During my recent trip to Germany I found myself bordering on a breakdown at the fact that getting at plain hot water was about as easy as trying to climb Mount Everest in high heels. It just ain’t gonna happen. Now, it might have been the placebo effect but I genuinely felt miserable for the first few days and I put it down to mostly a lack of hot water. Certainly not jet lag or airplane induced cold.



8. Accepting the Unacceptable

Especially being in an intercultural relationship forces you to be more accepting of behaviour that doesn’t conform with your own culture. If it doesn’t, I’m guessing the relationship won’t be lasting very long.
It is easy in such a relationship for both sides to overlook how accepting your opposite has actually become of your cultural quirks, because to you they are totally normal.

Point in case: I think the moment of revelation of just how much my accept-o-meter has risen occurred when I returned from a trip to Germany to find that my MIL had gone through the entire flat and rearranged everything. Including my underwear.

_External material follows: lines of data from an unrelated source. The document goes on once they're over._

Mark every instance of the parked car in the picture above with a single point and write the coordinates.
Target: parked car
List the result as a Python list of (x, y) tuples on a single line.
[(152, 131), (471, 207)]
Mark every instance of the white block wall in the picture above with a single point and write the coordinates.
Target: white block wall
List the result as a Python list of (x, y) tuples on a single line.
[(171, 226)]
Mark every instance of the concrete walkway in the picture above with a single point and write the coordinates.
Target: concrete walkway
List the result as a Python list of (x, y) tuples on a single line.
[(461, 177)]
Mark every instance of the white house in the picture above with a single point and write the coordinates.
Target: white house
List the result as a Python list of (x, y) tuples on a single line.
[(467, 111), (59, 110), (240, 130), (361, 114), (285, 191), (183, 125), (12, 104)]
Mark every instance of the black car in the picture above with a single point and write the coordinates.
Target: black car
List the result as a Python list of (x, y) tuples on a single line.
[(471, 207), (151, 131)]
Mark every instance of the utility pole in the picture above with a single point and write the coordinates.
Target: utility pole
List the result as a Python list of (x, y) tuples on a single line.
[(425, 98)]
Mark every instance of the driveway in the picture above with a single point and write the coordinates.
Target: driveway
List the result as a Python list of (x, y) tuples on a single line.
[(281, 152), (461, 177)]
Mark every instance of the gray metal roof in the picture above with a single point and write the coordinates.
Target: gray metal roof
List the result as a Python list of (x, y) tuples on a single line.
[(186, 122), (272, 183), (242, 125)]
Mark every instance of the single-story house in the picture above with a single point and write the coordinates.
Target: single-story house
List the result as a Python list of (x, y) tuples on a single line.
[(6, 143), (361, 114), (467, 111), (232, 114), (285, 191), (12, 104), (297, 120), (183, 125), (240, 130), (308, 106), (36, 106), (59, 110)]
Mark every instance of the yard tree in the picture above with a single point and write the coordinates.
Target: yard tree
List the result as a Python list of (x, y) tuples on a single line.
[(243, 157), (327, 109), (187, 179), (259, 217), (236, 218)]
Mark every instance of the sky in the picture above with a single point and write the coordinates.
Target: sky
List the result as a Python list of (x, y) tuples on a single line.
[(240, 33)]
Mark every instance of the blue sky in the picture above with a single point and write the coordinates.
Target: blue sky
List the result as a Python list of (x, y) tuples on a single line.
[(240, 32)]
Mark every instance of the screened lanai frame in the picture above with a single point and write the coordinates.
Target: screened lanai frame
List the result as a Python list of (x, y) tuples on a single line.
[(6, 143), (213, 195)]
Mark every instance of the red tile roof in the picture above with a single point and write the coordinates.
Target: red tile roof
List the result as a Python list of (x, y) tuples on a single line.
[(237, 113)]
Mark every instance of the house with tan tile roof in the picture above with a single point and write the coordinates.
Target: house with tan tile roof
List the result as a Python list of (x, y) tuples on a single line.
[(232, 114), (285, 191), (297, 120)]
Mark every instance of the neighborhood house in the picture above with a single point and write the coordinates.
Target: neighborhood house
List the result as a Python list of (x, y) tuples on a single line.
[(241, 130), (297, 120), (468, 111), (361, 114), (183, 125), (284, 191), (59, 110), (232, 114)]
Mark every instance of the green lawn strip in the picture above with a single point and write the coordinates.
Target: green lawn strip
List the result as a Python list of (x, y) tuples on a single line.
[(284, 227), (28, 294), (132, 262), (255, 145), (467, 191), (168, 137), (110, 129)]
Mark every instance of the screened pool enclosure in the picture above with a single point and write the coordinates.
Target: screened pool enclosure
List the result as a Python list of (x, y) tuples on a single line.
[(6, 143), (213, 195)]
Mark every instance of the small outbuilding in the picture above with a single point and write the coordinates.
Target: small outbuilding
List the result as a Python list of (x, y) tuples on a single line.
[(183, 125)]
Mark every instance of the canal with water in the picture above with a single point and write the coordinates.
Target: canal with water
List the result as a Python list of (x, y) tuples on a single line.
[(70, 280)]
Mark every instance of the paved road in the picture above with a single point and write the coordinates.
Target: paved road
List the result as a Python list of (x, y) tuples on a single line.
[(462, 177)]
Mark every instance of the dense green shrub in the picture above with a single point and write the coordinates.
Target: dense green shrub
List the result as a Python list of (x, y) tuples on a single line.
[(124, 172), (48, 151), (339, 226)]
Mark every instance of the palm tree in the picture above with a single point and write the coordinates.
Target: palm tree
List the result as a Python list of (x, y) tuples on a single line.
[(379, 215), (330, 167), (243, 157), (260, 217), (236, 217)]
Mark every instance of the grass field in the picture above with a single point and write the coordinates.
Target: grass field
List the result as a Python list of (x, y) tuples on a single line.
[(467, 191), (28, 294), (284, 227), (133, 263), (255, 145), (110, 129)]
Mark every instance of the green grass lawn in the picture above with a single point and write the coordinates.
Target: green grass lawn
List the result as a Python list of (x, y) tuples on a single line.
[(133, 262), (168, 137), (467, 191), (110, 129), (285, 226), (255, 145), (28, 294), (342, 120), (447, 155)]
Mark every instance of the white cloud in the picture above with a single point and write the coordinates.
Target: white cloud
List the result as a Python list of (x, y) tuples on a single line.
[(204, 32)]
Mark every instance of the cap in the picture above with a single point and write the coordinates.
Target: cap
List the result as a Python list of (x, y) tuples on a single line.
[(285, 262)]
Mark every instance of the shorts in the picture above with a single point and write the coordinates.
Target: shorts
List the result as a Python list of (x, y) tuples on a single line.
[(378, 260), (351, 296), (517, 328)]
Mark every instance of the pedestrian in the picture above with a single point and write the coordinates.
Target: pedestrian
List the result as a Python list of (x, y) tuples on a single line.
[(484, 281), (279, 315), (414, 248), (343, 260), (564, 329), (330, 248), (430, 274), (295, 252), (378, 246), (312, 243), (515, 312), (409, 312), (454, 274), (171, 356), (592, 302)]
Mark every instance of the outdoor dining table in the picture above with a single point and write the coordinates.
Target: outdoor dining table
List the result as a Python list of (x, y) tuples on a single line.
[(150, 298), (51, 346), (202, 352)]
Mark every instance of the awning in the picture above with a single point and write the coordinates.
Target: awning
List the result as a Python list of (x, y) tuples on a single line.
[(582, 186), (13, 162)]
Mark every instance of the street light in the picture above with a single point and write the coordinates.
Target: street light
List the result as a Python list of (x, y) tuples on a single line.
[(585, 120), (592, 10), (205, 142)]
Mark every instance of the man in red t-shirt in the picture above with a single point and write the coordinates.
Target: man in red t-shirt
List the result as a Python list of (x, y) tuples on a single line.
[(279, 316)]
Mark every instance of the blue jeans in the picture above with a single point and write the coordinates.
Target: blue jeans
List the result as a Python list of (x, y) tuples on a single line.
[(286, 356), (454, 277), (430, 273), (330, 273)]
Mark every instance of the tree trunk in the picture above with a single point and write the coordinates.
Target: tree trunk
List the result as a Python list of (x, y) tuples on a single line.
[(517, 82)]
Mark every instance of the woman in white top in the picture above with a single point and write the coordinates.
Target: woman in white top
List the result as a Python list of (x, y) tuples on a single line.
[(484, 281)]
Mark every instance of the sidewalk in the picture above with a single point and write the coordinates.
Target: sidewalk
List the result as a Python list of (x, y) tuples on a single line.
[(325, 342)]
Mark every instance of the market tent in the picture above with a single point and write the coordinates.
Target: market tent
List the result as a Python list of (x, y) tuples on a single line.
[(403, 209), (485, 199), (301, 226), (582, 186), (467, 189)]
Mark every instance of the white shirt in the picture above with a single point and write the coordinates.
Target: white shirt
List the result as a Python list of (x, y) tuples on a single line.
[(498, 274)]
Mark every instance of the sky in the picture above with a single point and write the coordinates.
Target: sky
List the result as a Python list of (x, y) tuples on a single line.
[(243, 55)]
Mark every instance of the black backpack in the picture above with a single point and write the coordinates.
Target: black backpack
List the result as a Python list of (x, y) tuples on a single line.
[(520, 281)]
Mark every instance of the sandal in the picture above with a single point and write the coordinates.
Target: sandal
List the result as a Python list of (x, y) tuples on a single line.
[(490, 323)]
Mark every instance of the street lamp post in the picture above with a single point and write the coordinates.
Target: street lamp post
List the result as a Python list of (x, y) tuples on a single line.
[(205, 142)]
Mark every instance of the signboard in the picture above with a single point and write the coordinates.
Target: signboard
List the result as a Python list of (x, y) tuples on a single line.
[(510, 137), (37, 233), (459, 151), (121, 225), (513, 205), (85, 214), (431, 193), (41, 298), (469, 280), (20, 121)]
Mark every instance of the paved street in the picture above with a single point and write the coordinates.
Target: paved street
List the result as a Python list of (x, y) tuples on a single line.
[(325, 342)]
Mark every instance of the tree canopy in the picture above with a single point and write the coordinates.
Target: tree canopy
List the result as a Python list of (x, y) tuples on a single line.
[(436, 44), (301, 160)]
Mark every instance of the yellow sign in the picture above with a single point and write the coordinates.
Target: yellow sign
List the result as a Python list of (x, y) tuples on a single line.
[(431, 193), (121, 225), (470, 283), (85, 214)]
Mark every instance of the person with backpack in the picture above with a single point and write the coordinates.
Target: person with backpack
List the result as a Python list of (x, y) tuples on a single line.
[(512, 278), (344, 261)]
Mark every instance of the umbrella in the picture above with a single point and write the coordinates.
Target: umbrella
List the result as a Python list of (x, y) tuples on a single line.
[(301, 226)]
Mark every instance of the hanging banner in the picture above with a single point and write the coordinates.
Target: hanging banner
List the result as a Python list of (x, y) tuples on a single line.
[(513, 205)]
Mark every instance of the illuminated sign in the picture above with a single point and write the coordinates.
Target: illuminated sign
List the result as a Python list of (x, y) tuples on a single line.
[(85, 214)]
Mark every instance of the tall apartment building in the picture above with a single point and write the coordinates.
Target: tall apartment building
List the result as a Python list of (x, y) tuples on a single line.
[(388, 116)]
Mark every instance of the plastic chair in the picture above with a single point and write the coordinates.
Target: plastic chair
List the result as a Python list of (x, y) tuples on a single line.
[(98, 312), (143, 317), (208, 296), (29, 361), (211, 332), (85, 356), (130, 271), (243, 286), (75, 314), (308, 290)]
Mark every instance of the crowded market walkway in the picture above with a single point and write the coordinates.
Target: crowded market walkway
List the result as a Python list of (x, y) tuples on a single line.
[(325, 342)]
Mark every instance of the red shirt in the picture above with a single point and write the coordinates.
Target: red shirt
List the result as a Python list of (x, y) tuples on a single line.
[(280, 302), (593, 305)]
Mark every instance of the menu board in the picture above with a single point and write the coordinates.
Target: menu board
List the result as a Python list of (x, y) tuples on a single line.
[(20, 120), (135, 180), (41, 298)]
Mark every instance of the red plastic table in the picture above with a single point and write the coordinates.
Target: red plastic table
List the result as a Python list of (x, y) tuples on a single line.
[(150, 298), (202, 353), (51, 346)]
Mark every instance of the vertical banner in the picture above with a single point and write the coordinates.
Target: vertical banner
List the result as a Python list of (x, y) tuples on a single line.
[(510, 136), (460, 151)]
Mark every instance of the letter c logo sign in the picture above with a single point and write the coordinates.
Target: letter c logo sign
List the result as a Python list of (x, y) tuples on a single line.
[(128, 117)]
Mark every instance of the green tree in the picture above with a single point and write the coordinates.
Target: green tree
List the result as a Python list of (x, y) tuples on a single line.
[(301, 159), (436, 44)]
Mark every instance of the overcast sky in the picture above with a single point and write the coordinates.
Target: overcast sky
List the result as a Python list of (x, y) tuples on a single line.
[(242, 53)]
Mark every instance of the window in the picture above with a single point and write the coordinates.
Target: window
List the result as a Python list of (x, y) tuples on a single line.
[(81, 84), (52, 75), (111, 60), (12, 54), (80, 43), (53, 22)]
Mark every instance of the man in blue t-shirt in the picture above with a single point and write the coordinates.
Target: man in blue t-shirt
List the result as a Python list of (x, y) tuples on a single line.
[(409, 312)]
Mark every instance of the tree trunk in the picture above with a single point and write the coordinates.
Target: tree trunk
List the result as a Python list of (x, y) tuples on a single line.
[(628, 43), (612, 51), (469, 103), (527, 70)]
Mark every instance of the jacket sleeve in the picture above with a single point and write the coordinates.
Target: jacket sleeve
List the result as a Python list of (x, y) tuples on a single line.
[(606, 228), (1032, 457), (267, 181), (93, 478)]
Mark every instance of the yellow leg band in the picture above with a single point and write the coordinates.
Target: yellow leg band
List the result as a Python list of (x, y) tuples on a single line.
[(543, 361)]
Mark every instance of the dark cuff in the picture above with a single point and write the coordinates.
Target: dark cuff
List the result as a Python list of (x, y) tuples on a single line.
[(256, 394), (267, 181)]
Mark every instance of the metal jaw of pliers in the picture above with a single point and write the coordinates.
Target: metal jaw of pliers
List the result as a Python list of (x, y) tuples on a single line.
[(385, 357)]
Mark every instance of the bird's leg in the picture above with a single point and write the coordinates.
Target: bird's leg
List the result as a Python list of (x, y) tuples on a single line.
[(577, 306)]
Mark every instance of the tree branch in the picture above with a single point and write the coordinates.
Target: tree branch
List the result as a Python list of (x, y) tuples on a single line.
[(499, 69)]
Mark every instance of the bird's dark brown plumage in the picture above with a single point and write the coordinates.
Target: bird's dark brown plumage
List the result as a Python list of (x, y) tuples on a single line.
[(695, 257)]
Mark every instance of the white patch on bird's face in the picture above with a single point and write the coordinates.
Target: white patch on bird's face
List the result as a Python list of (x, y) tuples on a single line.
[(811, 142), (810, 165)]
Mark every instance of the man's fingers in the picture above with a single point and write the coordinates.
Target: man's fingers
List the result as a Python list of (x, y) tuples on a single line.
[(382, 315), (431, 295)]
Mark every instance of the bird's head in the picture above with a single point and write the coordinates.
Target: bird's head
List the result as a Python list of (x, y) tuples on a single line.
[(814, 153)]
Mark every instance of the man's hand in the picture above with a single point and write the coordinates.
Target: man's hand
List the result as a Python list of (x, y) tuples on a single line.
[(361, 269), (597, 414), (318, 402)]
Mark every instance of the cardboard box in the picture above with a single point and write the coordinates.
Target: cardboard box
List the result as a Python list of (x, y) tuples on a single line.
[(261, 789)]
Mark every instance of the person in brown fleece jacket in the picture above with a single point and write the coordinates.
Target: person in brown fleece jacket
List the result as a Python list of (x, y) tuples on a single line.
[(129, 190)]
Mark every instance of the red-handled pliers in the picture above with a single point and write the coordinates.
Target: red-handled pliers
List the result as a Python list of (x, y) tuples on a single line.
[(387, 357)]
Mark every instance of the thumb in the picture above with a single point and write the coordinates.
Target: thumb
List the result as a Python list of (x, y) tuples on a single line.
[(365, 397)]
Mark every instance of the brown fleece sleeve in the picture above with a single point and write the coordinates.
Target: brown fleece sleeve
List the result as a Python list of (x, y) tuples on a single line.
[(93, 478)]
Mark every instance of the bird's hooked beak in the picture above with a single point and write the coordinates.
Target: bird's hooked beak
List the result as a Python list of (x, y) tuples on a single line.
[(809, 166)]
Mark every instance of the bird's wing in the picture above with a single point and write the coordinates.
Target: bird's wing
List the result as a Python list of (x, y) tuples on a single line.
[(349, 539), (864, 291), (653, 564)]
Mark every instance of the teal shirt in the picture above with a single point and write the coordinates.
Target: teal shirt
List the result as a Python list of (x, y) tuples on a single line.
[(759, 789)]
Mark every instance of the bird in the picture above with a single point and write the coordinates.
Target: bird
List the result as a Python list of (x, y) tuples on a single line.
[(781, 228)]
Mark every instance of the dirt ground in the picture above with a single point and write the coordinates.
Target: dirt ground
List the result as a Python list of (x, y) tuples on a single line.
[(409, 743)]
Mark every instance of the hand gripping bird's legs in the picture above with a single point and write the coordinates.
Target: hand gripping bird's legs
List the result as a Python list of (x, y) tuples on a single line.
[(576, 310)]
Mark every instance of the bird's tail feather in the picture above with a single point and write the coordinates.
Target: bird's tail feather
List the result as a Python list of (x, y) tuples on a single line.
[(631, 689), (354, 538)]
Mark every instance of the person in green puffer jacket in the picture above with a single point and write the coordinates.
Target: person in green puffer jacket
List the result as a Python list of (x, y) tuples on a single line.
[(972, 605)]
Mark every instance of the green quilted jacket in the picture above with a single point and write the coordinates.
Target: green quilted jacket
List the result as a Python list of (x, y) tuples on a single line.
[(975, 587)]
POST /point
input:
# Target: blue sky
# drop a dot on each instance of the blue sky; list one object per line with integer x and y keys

Now I have discovered through much discussion that this a) is not necessarily exclusively a Chinese MIL phenomenon, there are other cultures and households where this might happen, and b) the male species finds the idea of mummy in law folding their undies and rearranging their entire closet not that unappealing.

Maybe I’m just a territorial German b***h but I can assure you that I think I deserve an award for biting my tongue so hard it almost ended up being my dinner. I am convinced that 90% of my European friends would have gone batshit crazy at what can and would be considered a gross invasion of privacy in many a European country. Ironically it’s not the first time this has happened. But that’s a story for another time.

In the meantime, keep calm and rearrange the closet. But only once MIL is gone.


Well, this is all I can think of for now. How about you? How as your accept-o-meter changed since you have been in China? And how many crayfish can you take apart in one minute? Would love to hear your stories!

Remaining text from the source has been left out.